Now we are once again living outside the country, this time for a school year. It’s a dream that was only possible because we’d freed up time (for planning and preparation, for extra hours at work), reduced our living expenses, and reduced the amount of stuff we needed to put into storage during our absence.
It’s been interesting to keep working toward our goals while living in a totally different context. There are many things we just don’t have to think about. For example, before our move we went from two cars to zero, which automatically reduces our carbon footprint and our monthly expenses, and ensures that we get outdoor exercise every day. The higher cost of energy where we’re living is helping us be more mindful of how we use electricity and oil. And we’re figuring out how we can buy locally grown and organic food products in our new city. We’re also willfully unemployed, which for us means an exchange of job-related stress for ample sleep, exercise, community education classes, and volunteering. Like I said, it’s a dream.
Although our return to the U.S. is still a ways off, we’ve started talking about what else we can change once we’re back. A priority will be choosing a place to live (renting again) where we can use public transportation and our feet to get around so that we only need one car. I’ll also be looking for a job where I can prioritize my mental and physical health. My hope is that we can offset a lower salary (assuming that will be a compromise) by reducing expenses in ways that connect back to our goals, for example by cooking more at home and having only one car.
What goals—daily or long-term—are you trying to achieve by simplifying?

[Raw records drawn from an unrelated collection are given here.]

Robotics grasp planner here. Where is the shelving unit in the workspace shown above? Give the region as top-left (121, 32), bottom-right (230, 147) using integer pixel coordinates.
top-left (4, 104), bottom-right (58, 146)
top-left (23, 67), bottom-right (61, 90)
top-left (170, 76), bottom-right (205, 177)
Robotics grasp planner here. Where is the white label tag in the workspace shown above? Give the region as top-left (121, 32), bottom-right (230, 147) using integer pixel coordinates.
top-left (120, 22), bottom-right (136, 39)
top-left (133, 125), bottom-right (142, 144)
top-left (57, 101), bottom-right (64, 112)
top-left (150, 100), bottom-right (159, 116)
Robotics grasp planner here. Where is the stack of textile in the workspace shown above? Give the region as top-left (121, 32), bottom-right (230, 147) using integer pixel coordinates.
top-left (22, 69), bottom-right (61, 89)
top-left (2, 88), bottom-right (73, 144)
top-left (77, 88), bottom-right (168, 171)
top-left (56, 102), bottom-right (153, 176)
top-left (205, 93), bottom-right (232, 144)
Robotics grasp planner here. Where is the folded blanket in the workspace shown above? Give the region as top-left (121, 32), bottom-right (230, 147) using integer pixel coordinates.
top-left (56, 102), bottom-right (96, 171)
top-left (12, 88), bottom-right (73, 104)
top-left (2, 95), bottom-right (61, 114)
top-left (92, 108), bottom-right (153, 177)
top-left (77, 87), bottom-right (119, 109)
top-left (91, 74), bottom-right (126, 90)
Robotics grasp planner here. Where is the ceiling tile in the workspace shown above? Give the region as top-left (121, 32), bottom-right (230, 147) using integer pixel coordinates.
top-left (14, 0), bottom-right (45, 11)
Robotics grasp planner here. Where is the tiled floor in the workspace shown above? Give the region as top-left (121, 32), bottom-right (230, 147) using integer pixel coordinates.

Today’s New York Times features a thoughtful reflection by op-ed writer David Brooks on “the evolution of simplicity.”
In his essay Brooks describes today’s impulse to simplify and streamline as stemming in part from a desire to lessen the “ache from all the scattered shallowness.” He also lasers in on efforts that are called simplifying but mainly boil down to “a more refined, organic, locally grown and morally status-building form of materialism.”
For all of us trying to simplify, I think it helps to first articulate why we’re doing it. If we’re moving toward “unity of purpose,” as Brooks so eloquently writes, what do we truly need to do to get there?